What is HR?
A career in human resources is all about ensuring that an organisation has the right people to work for it and that their rights and benefits are effectively administered. HR looks after functions such as employee relations, applying and advising on employment law, health and safety, pay and benefits, recruitment and training.
Building a career in HR
HR is a competitive area so it helps to have a good degree, in any discipline.
If you really want to stand out, consider studying for a qualification from the CIPD. The CIPD run qualifications across basic introductions, undergraduate and postgraduate courses and senior management courses. Your commitment to the industry will be obvious if you choose to study, and some employers may encourage you to study part time once you start work.
Useful skills for a career in HR include:
Excellent interpersonal skills such as empathy, sensitivity, tact and discretion.
The ability to get on with a range of people and work well in a team.
Strong organisational and administrative skills.
Good time management.
IT skills, particularly if you’re interested in training, much of which is done on computers.
Day to day in HR
In the course of a day you will have a variety of very different tasks. These may encompass routine administrative duties such as taking care of payroll and entering information about employees, but you’re also likely to spend some time dealing with individuals’ concerns and working with people. You might advise an employee on how to deal with a difficult manager, provide advice on maternity leave, or interview prospective employees.
Many human resources professionals work across the board while others specialise in certain areas. A small employer may only have one personnel manager, who covers all areas. You’re more likely to focus on one area if you work for a large organisation with a big HR department.
Areas of work include:
Employee relations: Designing and implementing policies to balance the needs of employees and management in terms of working conditions, equal opportunities, grievance procedures, etc. The idea is to make employees happy so they’ll work hard, thus increasing productivity, efficiency and profitability.

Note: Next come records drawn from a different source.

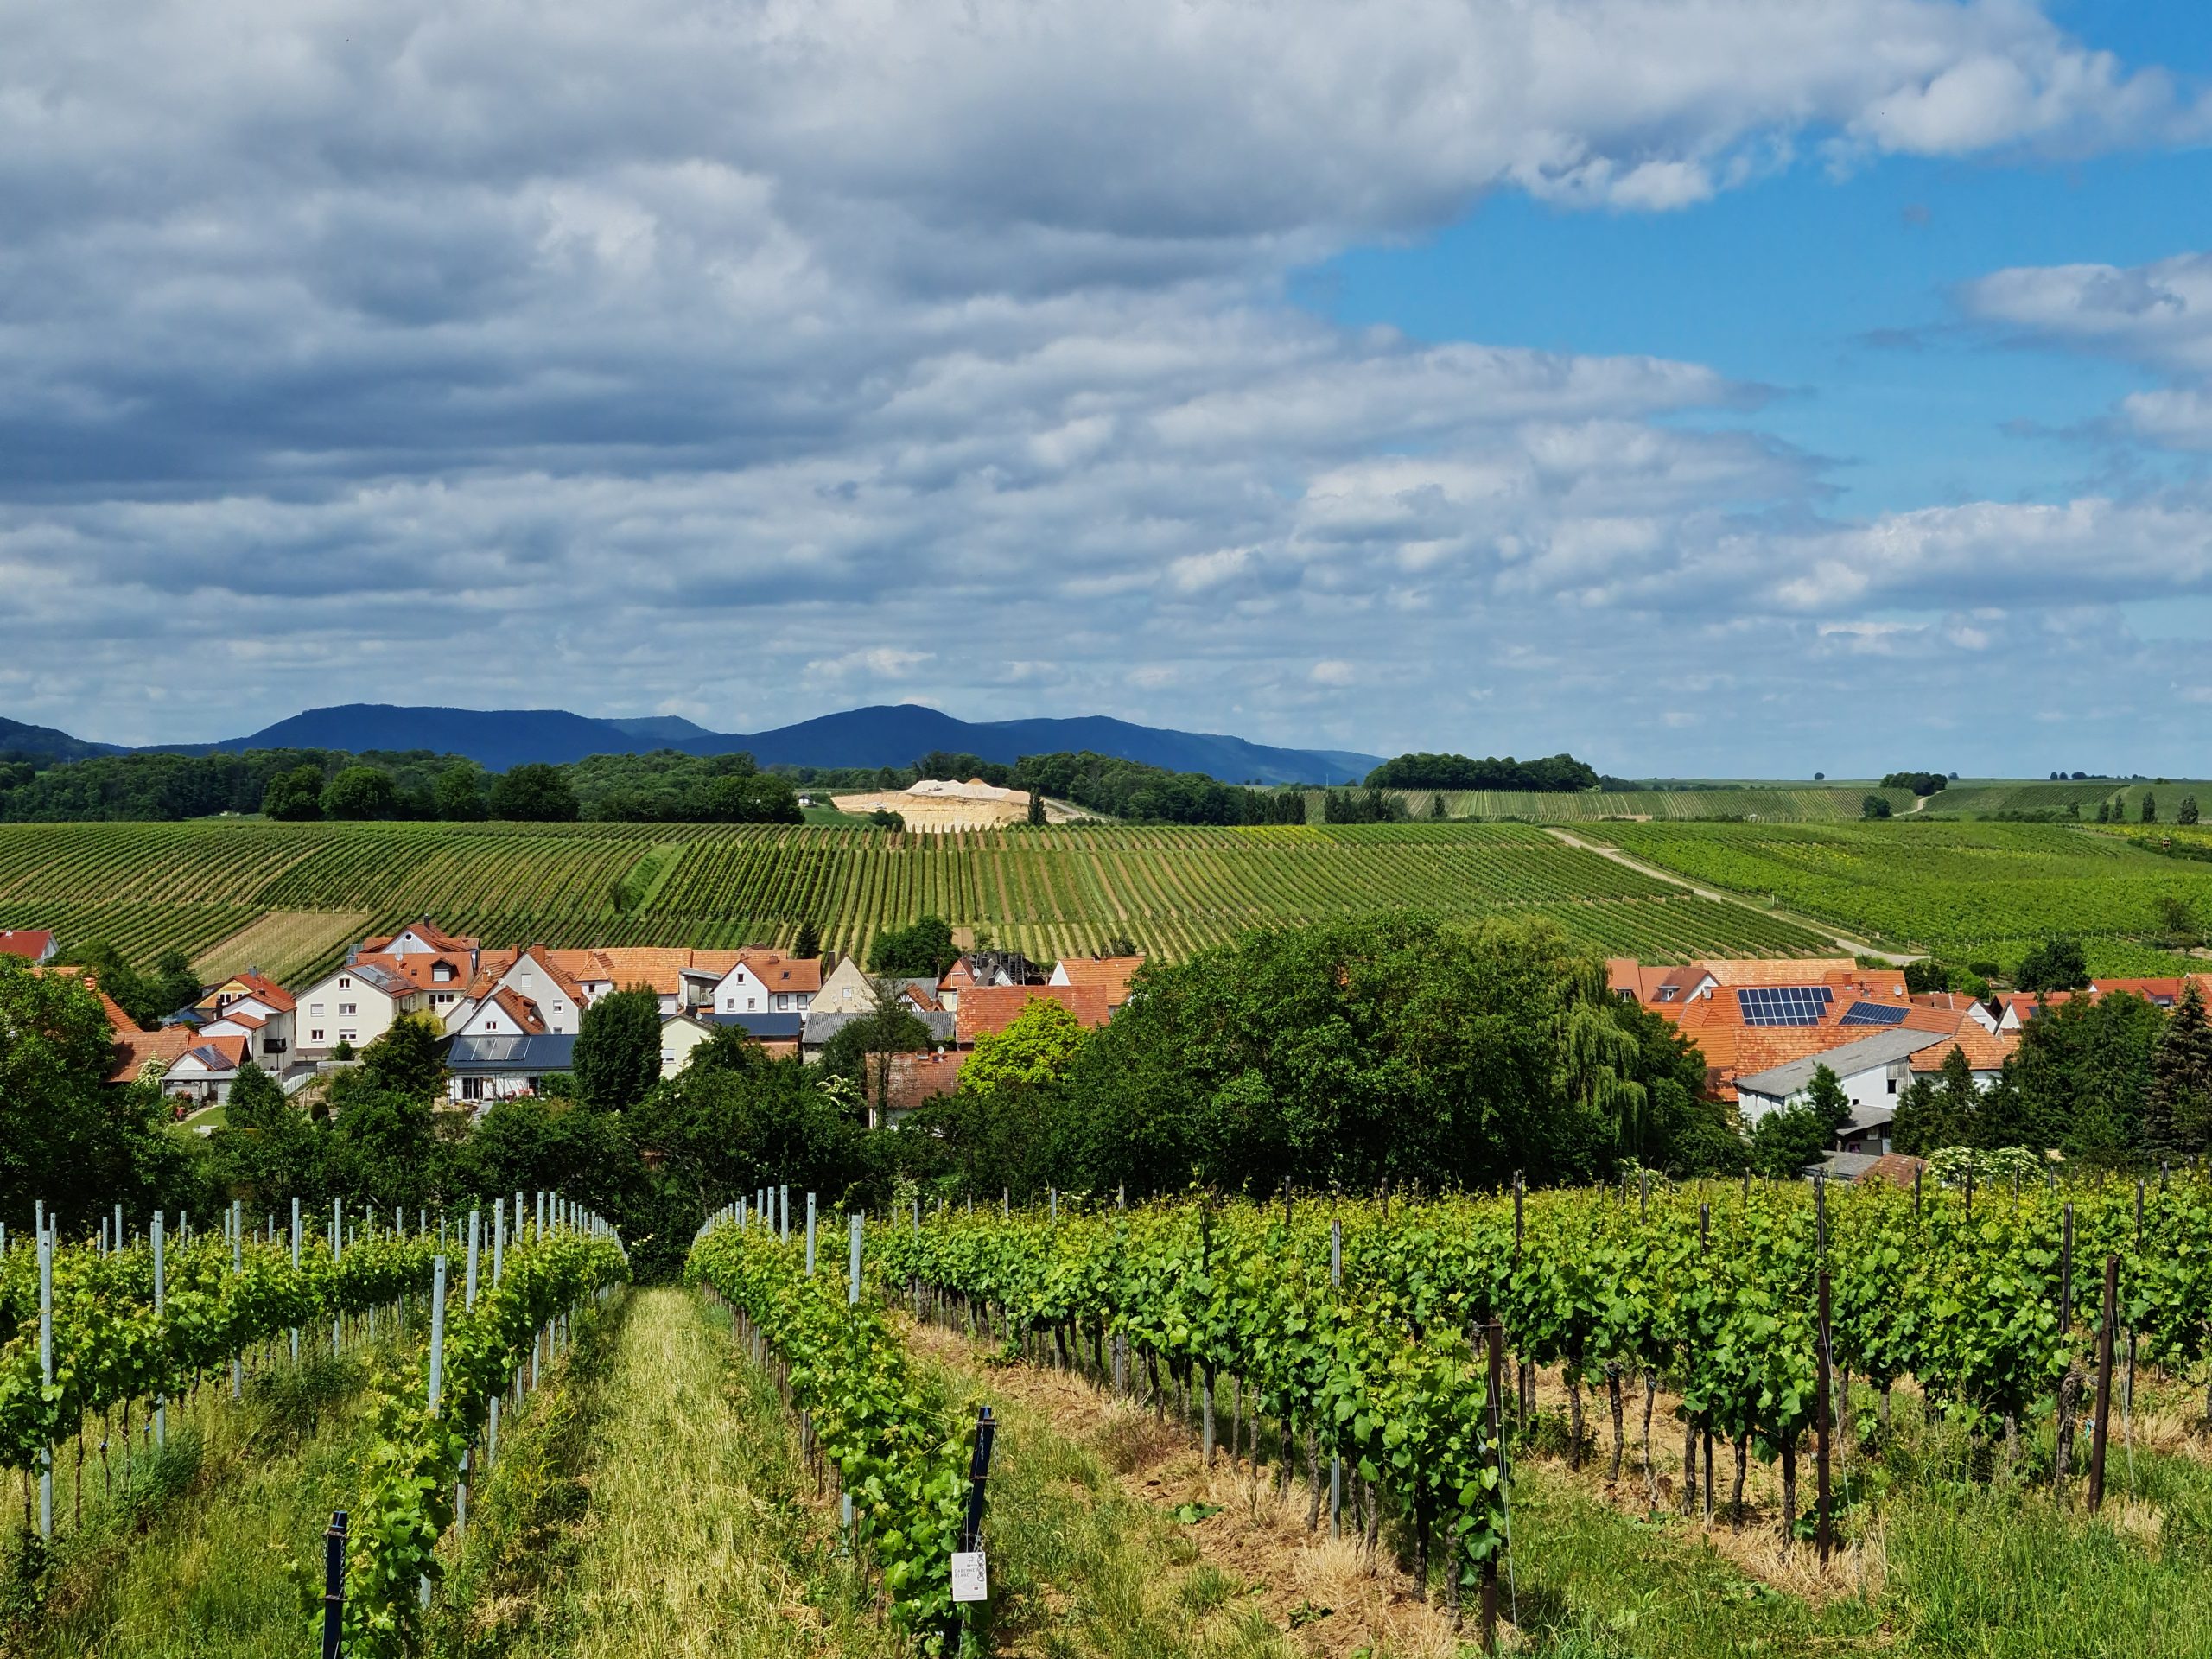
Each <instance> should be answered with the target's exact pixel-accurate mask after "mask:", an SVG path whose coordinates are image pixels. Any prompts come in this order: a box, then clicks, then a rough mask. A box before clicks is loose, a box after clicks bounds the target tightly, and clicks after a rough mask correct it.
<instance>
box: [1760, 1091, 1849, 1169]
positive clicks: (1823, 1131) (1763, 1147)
mask: <svg viewBox="0 0 2212 1659" xmlns="http://www.w3.org/2000/svg"><path fill="white" fill-rule="evenodd" d="M1847 1121H1851V1099H1849V1095H1845V1093H1843V1082H1840V1079H1838V1077H1836V1073H1834V1071H1829V1068H1827V1066H1814V1073H1812V1082H1809V1084H1807V1086H1805V1093H1803V1097H1798V1099H1794V1102H1790V1104H1787V1106H1783V1108H1781V1110H1774V1113H1767V1115H1765V1117H1761V1119H1759V1121H1756V1124H1754V1126H1752V1168H1754V1170H1759V1172H1761V1175H1765V1177H1770V1179H1774V1181H1790V1179H1794V1177H1798V1175H1803V1172H1805V1168H1807V1166H1812V1164H1820V1161H1823V1159H1825V1157H1827V1155H1829V1152H1832V1150H1834V1148H1836V1130H1840V1128H1843V1126H1845V1124H1847Z"/></svg>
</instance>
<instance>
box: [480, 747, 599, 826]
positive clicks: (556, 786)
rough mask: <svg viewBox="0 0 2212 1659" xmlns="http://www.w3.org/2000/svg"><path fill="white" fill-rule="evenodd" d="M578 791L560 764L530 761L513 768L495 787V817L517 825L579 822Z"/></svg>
mask: <svg viewBox="0 0 2212 1659" xmlns="http://www.w3.org/2000/svg"><path fill="white" fill-rule="evenodd" d="M577 812H580V807H577V801H575V790H571V787H568V779H564V776H562V770H560V768H557V765H540V763H538V761H529V763H524V765H515V768H509V770H507V772H502V774H500V776H498V781H495V783H493V785H491V816H493V818H507V821H513V823H575V818H577Z"/></svg>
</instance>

Employment law: Understanding the laws relating to employment and providing advice to employees and the organisation. Making sure equal opportunities legislation is followed during recruitment, understanding the laws about unfair dismissal, and providing advice to employees regarding maternity leave, harassment and work-related benefits.
Health and safety: Looking after the mental and physical health of employees. This involves providing support during illness or stress, and preventing injury by such means as implementing rules for lifting heavy objects and providing advice on correct chair height to minimise back pain.
Pay and benefits: Developing an organisation’s salary structure, including bonuses, managing payroll and negotiating pay rises. Arranging, overseeing and providing advice on a range of benefits, including pensions, health insurance, holidays, loans and company cars.
Recruitment: Overseeing the entire recruitment process, from finding potential candidates to recruiting new employees: writing job descriptions, advertising for staff, analysing applications, holding interviews and assessments, helping select candidates and issuing contracts.
Training, learning and development: Co-ordinating external training and delivering or organising internal training sessions and running induction schemes for new employees.